To be honest acceptable though it was I very much doubt I'll remember it in the future. A sort of literary McDonalds.Apart that is as a comparison if I ever read her cousin's account of the same trip Journey Without Maps.
So the next Penguin/Pelican paperback to emerge from the great unread is:
A128 - W G Fearnsides and O M B Bulman - Geology In The Service Of Man |
Yes I know. But when you collect vintage Penguins/Pelicans then this is a consequence.
The blurb describes it as "eminently readable". I doubt that but no stone will be left unturned in finding out.
I've also finished Big Sam the autobiography of Sam Allardyce (with Shaun Custis). In terms of his time in the job the Usain Bolt of ex England managers.
I'd borrowed that book (written before he became Sunderland manager let alone England) to have a laugh in the light of what happened subsequently. Those moments are there but on completion my main question is how a book as badly written as this one got published.
For there are moments when it seems to suggest that Allardyce can barely string words together (which his TV interviews show is not the case). I've mentioned before of a sentence with four "I"s in it. Another example that caught my eye was in describing the Bolton player Hierro "There wasn't a better passer in the Premier League and I include Paul Scholes who was the master". A sentence which if you think about it makes no sense. I did wonder whether an uncredited writer of this book was Google translate.

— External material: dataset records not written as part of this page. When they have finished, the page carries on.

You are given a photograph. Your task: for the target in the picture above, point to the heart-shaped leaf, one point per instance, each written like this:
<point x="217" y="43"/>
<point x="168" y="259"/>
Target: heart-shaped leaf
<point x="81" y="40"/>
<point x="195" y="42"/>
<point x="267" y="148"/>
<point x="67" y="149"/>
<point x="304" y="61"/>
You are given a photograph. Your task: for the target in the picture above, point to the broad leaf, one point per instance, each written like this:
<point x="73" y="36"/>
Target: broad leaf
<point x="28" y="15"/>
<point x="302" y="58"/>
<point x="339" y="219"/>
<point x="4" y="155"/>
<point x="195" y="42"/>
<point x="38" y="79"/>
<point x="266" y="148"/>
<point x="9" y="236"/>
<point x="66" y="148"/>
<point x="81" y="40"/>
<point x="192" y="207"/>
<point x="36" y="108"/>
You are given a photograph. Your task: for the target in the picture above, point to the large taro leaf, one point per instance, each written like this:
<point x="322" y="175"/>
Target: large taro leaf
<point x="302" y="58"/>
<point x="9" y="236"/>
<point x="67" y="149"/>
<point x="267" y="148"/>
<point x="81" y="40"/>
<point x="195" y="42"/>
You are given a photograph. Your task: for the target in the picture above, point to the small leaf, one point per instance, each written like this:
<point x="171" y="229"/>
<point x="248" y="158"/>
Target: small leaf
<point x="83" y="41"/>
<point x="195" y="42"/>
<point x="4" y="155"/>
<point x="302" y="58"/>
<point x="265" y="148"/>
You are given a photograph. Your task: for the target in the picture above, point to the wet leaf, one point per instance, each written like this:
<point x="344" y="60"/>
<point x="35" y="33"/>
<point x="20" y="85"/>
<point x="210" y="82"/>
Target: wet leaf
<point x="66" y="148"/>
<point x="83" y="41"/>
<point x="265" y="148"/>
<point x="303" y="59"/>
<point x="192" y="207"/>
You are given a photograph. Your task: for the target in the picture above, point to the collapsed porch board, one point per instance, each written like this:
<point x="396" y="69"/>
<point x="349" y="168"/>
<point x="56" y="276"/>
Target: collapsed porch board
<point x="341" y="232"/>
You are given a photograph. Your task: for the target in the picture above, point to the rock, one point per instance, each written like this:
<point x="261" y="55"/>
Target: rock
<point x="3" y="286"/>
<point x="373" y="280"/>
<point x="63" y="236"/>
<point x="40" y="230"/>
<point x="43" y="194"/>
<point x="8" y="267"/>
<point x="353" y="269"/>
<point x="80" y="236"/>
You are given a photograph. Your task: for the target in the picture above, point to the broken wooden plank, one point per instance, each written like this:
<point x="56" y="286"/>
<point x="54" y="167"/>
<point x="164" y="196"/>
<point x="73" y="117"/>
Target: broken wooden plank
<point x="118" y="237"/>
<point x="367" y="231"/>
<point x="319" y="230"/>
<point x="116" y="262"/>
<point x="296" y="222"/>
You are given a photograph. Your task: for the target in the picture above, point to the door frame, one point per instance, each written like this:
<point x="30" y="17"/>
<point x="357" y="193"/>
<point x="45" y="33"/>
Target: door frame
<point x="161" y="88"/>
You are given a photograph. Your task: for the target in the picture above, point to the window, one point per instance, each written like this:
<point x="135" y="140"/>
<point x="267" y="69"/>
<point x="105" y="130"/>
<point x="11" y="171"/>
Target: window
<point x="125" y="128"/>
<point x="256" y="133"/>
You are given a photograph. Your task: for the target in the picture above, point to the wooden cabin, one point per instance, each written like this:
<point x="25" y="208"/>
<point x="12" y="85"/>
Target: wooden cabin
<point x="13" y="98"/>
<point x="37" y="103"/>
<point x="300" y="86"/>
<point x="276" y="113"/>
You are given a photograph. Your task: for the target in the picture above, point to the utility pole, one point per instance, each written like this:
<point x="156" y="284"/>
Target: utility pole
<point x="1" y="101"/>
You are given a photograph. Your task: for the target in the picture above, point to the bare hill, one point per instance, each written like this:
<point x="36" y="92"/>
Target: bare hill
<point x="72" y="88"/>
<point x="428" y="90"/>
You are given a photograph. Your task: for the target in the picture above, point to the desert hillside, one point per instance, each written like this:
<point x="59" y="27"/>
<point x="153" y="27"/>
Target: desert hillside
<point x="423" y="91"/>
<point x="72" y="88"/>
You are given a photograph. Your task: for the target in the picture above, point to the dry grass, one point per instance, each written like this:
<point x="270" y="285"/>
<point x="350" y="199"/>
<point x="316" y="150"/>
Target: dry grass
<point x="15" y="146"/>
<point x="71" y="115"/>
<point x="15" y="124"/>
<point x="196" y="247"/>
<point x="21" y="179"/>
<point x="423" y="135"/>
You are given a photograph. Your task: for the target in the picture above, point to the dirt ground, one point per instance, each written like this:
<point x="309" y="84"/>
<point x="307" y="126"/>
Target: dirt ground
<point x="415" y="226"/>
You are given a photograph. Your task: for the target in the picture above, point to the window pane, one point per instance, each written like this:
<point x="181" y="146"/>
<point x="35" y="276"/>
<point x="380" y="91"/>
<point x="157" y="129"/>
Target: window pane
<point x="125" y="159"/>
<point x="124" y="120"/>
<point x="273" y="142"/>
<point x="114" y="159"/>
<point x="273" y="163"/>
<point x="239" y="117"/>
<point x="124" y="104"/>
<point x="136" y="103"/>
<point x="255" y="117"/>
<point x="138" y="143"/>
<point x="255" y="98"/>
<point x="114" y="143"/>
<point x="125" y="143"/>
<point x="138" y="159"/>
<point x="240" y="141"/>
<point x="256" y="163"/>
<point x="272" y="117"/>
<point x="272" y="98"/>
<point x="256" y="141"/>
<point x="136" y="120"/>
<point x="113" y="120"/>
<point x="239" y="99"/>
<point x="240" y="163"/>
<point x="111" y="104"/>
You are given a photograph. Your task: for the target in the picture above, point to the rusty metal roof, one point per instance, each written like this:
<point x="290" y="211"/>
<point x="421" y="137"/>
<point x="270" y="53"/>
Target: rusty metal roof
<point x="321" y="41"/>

Even the construction of this book is dire. Chapter five is entitled Stateside With The Rowdies with regard to Allardyce's time with Tampa Bay.and has roughly fourteen pages in it. Just three are actually about the Rowdies. The remaining pages are devoted to other tropical parts of his career in Coventry and Preston.When going through the clubs he's managed suddenly inserted between them is a chapter on his management style. Surely that would have been more suitable towards the end?
And speaking about the stories of the clubs he's managed I have said before that I've some sympathy with him for how the football boards/owners have treated him (although in his last season with West Ham if the second half of that season was as good as the first he could still be Hammers manager today). But these chapters seem less about setting the record straight as settling old scores. In terms of the trials and tribulations of being a manager a far better book is Neil Warnock's The Gaffer (who is,incidentally, now manager of Cardiff City).
So in all respects this is an awful book. However as I mentioned before when taking this out of Porthcawl library there might be a chance of redemption. For as the lady librarian implied, there are further chapters to be written.